“It’s not enough to have a disabled child. You are left with no alternative but to fight the system.”
These are the words of Chaya, whose 14 year-old son, Shai, has Cerebral Palsy. Shai has a specific form of CP called spastic diplegia which causes his leg muscles to stiffen and contract, and relegates him to a wheel chair, unable to walk.
Several months ago, Shai underwent expensive surgery to help release the leg muscles enough to allow him to walk on his own. The surgery went well and the doctor sent him home with instructions to undergo therapy at least 4 to 5 times a week until he is able to walk on his own. The frequent therapy is essential to stretch and strengthen his legs. Without it, not only will he not be able to walk but his legs will weaken even more. That means the surgery will have been for naught.

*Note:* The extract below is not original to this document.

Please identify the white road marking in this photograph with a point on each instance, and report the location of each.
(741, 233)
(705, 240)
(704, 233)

Despite letters and requests from the surgeon and the neurologist treating Shai, his health fund (Kupat Holim) granted him only a single therapy session per week. It wasn’t until Chaya complained to the Ministry of Health that Shai’s intensive therapy schedule was approved, but then only for three months.

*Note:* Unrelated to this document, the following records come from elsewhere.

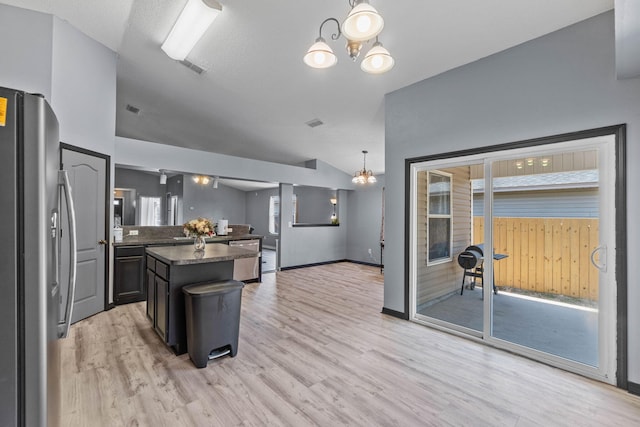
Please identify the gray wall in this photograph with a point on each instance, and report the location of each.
(213, 203)
(257, 214)
(314, 206)
(308, 245)
(365, 221)
(562, 82)
(26, 60)
(146, 184)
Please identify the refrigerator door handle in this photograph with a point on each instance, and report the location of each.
(63, 181)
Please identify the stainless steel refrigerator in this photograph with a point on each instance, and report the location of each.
(33, 317)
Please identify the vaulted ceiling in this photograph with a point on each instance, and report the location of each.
(256, 94)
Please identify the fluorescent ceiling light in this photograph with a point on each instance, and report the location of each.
(193, 21)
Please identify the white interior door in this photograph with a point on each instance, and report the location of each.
(87, 174)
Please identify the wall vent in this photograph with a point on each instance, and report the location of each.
(314, 123)
(193, 67)
(130, 108)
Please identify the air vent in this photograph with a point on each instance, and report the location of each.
(314, 123)
(193, 67)
(135, 110)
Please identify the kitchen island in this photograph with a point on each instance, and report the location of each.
(169, 268)
(129, 284)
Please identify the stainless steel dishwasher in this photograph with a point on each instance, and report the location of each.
(246, 268)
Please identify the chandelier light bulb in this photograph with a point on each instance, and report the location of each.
(378, 60)
(320, 55)
(363, 22)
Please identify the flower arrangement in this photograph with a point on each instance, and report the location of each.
(199, 227)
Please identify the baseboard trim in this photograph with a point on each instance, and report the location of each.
(315, 264)
(294, 267)
(371, 264)
(394, 313)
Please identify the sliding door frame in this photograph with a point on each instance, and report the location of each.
(619, 132)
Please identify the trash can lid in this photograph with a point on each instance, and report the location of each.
(204, 289)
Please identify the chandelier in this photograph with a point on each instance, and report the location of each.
(361, 25)
(364, 176)
(201, 179)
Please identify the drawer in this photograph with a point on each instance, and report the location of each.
(127, 251)
(151, 263)
(162, 270)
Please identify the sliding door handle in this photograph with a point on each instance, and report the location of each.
(602, 258)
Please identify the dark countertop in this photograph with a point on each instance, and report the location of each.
(185, 255)
(136, 241)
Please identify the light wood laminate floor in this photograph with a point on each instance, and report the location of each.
(315, 350)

Since the three months ended, Chaya has had to put in a new request to the insurance organization every month or two and wait for it to be processed, only to be granted coverage for one or two months of therapy each time. Each such request inevitably comes with a processing delay. The result: Shai does not get the therapy he needs while they are left waiting for an answer.
Sometimes the response from the anonymous system is that Shai “doesn’t need any more therapy”. Chaya then threatens to take the matter to the Ministry of Health and that’s when the Kupah grudgingly agrees to a month or two more of therapy. The process then repeats itself.
There’s an additional disheartening aspect to Shai’s story: as he grows older, the system gets more tight-fisted. Chaya recalls that when he was little, Shai received therapy in his pre-school at the rate of 4-5 times per week, without any argument. But as he has gotten older, the faceless clerks have cut his therapy entitlement by half and then by another quarter. No doctor’s decision has been involved; it’s done entirely by clerks in the medical fund. Chaya feels she must fight because as Shai grows, he needs frequent therapy sessions even more than when he was younger. How, she wonders, do they not see that helping her son become more independent means he will need less support from government funding in the future.
Determined to maximize the likelihood that Shai will eventually walk unaided, Chaya turned to the Malki Foundation. She told us how deeply worried she is that the kupah people might decide at some point to discontinue their support of the therapies that can help Shai walk on his own.
In cases like Shai’s, the Malki Foundation pays for 85% of the therapy, a contribution that over time can dramatically empower the family. Our heart is with Shai and his family in their struggle. No one will ever be able to do for Shai what they do. We are proud that we have the privilege to stand with them and watch as our support contributes to them achieving their dream.